A new fund manager code of conduct (FMCC) comes into effect in Hong Kong this month, but many fund firms are ill-prepared for it, according to regulatory and legal experts.

The key areas of enhancements under the new FMCC relate to securities lending and repurchase agreements, custody of fund assets, liquidity risk management, and disclosure of leverage by fund managers.

The exhaustive list of regulatory requirements, which come into effect on November 17, will apply to all intermediaries licenced to carry out type 9 (asset management) registered activities in Hong Kong.

Set to be introduced by the city’s Securities and Futures Commission (SFC), they will have significant repercussions for the funds industry, including public and private funds and investors.

“The FMCC Implementation Guide uncovers the importance of ongoing industry dialogue around the expectations placed upon fund managers and their constituents.

“Increasingly our members look to AIMA for direction surrounding areas of compliance and regulation.

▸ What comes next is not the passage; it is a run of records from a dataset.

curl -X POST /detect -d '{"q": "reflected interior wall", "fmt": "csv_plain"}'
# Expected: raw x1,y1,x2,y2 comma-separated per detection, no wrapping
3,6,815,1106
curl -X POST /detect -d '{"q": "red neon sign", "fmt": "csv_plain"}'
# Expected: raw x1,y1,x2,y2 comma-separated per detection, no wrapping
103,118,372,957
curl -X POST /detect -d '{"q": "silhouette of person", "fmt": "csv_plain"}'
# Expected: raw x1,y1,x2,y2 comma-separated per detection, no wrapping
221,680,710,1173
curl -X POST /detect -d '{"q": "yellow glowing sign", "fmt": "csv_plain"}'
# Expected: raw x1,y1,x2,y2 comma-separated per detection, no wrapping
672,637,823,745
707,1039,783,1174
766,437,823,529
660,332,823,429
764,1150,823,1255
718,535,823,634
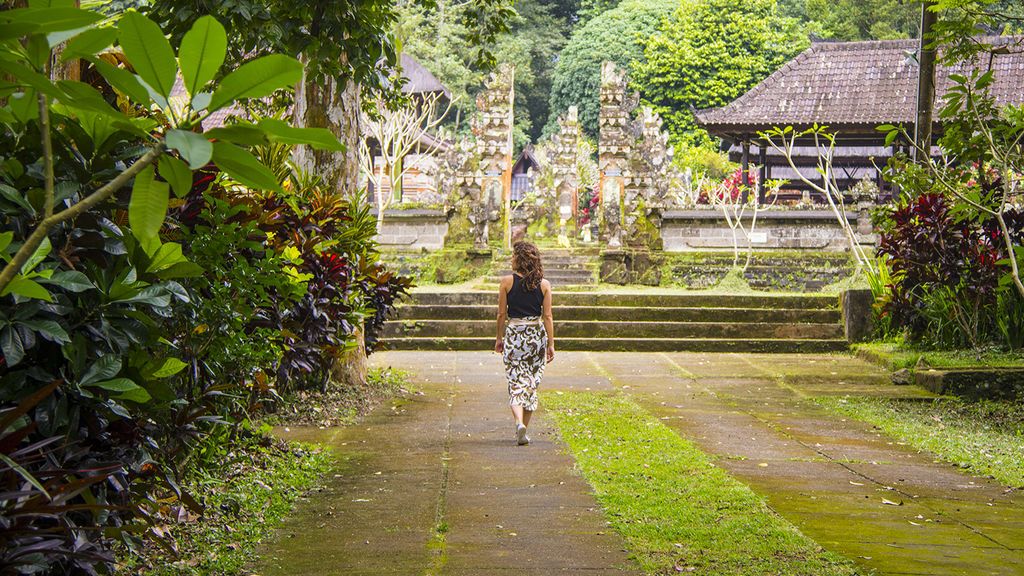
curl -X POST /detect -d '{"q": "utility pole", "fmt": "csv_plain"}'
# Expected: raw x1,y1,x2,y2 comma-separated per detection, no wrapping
913,0,938,161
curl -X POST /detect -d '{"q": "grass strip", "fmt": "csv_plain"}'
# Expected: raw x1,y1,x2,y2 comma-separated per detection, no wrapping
814,398,1024,488
118,439,331,576
853,342,1024,370
545,393,856,576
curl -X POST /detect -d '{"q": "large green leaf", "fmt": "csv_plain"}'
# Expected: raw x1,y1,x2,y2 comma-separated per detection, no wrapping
19,318,71,344
89,58,153,106
160,155,191,198
145,242,188,274
0,276,53,302
259,118,345,152
128,166,169,245
213,142,281,191
167,130,213,170
178,15,227,95
60,27,118,61
0,59,65,99
209,54,302,111
0,326,25,368
0,7,103,33
203,122,270,146
120,286,171,307
79,354,121,386
46,270,95,292
57,80,132,126
118,11,178,98
22,236,53,274
157,262,206,280
153,358,188,378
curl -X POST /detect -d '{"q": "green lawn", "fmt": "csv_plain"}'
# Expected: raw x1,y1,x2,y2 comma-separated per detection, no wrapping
814,398,1024,488
118,439,331,576
544,393,856,576
853,342,1024,370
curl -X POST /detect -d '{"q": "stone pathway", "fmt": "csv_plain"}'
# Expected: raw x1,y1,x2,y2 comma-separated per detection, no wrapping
590,354,1024,576
256,352,1024,576
255,354,639,576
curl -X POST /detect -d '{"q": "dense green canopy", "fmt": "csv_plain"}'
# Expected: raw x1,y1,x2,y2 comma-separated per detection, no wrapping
545,0,679,136
633,0,808,143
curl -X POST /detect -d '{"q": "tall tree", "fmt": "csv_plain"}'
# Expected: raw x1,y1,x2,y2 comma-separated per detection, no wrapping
148,0,511,384
396,0,567,148
805,0,921,40
633,0,808,145
545,0,679,137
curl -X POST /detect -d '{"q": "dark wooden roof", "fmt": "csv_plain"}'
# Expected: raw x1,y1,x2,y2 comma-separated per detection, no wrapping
512,145,542,174
696,36,1024,133
401,53,452,97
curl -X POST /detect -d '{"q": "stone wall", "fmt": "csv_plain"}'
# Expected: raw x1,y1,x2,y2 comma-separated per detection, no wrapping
377,210,449,251
662,209,858,252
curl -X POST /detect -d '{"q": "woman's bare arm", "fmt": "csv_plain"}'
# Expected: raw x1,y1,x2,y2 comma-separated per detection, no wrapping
541,280,555,362
495,276,512,354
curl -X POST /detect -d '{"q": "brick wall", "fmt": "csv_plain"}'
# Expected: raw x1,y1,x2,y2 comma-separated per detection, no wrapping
662,209,872,252
377,209,449,251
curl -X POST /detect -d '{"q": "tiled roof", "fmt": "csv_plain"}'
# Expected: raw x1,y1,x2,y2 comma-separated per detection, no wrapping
696,36,1024,129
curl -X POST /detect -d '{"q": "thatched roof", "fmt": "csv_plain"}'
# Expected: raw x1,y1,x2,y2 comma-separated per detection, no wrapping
696,36,1024,132
401,53,452,97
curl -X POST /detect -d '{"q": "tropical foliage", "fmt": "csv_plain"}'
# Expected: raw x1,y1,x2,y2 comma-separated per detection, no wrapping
0,2,407,573
546,0,681,138
633,0,807,145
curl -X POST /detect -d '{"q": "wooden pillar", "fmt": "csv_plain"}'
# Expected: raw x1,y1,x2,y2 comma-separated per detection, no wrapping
739,138,751,204
758,142,768,204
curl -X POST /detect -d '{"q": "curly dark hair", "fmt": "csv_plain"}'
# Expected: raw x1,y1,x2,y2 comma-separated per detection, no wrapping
512,242,544,290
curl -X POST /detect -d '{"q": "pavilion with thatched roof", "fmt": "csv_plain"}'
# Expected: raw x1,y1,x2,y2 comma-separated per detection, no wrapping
696,36,1024,198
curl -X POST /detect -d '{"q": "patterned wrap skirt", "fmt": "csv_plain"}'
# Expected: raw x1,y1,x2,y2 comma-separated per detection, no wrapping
502,317,548,411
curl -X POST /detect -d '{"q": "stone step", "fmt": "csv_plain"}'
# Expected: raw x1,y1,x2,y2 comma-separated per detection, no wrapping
409,290,839,310
395,305,841,324
384,320,843,341
381,336,849,354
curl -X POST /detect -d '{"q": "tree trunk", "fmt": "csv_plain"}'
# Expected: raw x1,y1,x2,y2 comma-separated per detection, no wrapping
913,0,938,162
295,70,367,386
295,70,360,197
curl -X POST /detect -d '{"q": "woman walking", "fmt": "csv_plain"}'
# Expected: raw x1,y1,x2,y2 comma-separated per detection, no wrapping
495,242,555,446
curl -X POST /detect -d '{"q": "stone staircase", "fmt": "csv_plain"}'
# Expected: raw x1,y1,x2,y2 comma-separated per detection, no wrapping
487,250,600,289
384,291,848,353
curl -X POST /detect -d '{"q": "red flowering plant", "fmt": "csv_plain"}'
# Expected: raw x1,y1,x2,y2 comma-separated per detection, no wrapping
577,184,601,227
697,168,758,204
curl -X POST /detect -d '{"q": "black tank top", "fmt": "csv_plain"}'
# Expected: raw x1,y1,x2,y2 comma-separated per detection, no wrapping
508,274,544,318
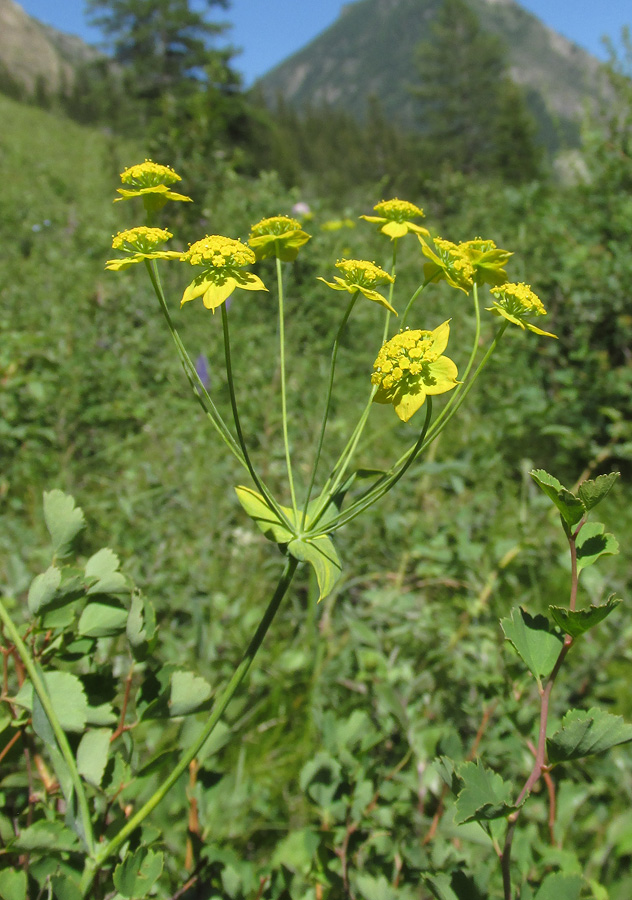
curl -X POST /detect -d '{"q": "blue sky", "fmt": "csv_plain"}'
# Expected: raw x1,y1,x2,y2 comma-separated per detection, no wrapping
21,0,632,84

This guide addresses many of the queries circulating the market, offering relatable examples and easy-to-understand summaries of the SFC’s position,” Jack Inglis, AIMA chief executive at the Alternative Investment Management Association (AIMA), said in a statement.

As a result of the looming changes, investors stand to benefit from significantly higher levels of disclosure from the funds they invest in, especially private ones such as hedge funds and private funds.

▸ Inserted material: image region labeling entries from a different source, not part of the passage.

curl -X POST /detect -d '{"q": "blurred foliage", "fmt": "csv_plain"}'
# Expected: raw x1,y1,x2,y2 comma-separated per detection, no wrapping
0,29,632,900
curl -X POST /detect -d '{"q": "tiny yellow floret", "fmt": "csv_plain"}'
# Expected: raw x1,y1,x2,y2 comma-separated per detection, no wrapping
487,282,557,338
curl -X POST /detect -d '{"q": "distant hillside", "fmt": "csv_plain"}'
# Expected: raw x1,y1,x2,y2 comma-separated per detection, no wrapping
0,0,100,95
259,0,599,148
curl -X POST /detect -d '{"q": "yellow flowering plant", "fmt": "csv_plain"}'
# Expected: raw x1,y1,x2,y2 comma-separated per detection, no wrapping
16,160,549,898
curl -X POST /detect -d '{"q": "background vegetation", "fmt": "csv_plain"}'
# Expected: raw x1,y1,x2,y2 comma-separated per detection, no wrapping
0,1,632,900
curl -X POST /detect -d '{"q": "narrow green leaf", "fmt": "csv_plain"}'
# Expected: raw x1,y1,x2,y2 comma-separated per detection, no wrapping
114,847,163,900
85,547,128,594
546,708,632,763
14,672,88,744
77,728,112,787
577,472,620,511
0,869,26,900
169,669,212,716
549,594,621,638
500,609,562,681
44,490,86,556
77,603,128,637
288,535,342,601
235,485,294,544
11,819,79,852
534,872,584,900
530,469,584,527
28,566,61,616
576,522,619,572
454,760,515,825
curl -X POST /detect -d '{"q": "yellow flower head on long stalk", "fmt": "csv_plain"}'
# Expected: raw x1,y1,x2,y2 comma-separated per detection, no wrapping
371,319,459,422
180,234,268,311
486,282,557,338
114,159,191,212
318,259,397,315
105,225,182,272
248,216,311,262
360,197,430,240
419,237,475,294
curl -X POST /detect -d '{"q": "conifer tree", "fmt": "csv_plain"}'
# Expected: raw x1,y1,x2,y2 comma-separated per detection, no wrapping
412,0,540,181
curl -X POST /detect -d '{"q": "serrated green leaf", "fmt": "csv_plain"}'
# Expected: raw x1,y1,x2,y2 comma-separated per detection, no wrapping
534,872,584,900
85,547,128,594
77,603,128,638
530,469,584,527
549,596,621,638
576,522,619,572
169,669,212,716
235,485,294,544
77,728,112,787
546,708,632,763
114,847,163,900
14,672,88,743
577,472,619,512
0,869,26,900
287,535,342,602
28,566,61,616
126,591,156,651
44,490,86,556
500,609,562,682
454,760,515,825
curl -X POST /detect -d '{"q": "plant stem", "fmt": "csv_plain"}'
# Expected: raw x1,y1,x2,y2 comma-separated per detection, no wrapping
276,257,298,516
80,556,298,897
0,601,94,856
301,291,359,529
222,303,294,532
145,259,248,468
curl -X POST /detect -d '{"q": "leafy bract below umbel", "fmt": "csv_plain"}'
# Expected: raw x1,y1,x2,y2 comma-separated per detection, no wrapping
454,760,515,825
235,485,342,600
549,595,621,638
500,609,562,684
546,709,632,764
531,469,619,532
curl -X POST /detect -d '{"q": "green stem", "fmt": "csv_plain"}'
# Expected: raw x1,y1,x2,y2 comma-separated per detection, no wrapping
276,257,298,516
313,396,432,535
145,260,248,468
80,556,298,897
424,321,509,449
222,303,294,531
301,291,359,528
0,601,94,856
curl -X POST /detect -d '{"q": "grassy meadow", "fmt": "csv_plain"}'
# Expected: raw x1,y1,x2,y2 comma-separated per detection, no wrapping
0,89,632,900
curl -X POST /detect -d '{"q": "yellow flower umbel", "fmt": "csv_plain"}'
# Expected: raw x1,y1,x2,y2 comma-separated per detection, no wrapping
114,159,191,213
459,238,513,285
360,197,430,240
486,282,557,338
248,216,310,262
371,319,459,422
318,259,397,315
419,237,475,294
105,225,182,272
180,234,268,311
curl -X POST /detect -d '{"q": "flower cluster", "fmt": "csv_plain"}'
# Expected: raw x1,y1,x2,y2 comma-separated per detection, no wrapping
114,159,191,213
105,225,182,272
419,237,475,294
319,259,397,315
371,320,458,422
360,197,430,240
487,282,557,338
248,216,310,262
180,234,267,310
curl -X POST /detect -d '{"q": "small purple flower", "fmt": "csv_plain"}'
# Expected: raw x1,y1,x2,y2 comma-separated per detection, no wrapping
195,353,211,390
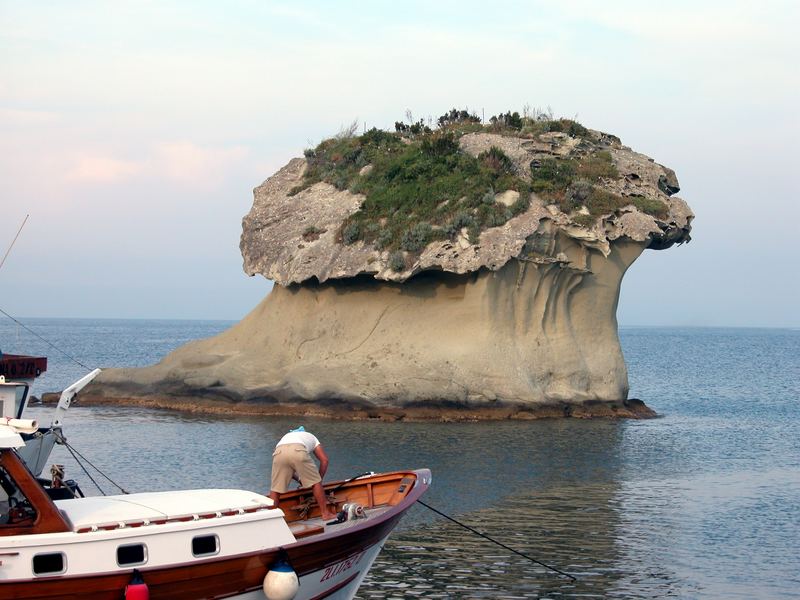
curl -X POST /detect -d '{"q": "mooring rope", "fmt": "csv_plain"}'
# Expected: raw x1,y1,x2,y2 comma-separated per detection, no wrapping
0,308,92,371
56,433,130,496
417,500,578,581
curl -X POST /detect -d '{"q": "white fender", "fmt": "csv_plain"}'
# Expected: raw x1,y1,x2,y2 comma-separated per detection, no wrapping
263,560,300,600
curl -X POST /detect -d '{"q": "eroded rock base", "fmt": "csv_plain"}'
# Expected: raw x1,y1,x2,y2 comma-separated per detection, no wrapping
86,234,644,419
43,394,657,423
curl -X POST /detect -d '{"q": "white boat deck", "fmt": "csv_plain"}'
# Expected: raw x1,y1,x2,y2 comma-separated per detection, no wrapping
55,490,282,531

The flip side for the funds industry is a greater regulatory burden, which some fund managers could struggle to cope with, potentially leading to a shakeout, according to experts.

The FMCC will be implemented three months after a new Code of Conduct for licenced and registered corporations, which is also applicable to IAMs, came into effect in August.

The new Code of Conduct introduces regulation for discretionary portfolio managers and restricts the use of the term ‘independent’ by intermediaries.

Companies that do not comply with the FMCC over time will feel the full weight of the SFC.

In recent years, the SFC has not shied away from flexing its regulatory muscles if companies fail to adhere to the required regulatory norms. In 2017 it levied a record $63.7m in fines – a 632% increase on the 2016 total.